À la recherche d’une stratégie numérique nationale
Par Pierre Ouzoulias / 3 juillet 2023Comme tous les ans depuis bientôt une dizaine d’années, nous est soumise une proposition de loi portant diverses dispositions pour réguler l’espace numérique et l’activité des plateformes.
La dernière grande loi qui a tenté de les appréhender de façon globale est la loi pour la confiance dans l’économie numérique du 21 juin 2004. Par la suite, les Gouvernements successifs lui ont apporté des correctifs pour adapter le droit français à la règlementation européenne ou satisfaire des demandes politiques circonstancielles.

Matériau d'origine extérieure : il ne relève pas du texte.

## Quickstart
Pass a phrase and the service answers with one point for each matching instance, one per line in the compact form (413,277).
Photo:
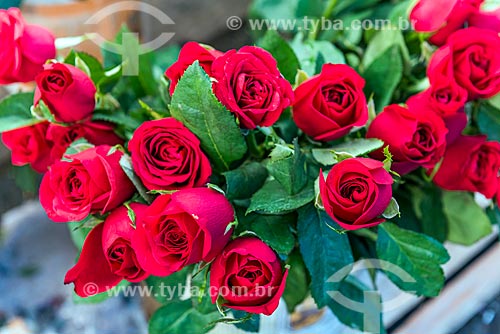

Dans la dernière période, ont ainsi été promulguées la loi du 16 août 2022 portant diverses dispositions d’adaptation au droit de l’Union européenne en matière de prévention de la diffusion de contenus à caractère terroriste en ligne et la loi du 24 août 2021 confortant le respect des principes de la République dont les articles 36 à 46 concernent la lutte contre les discours de haine et les contenus illicites en ligne après la censure quasiment totale de la proposition de loi du 24 juin 2020 visant à lutter contre les contenus haineux sur internet.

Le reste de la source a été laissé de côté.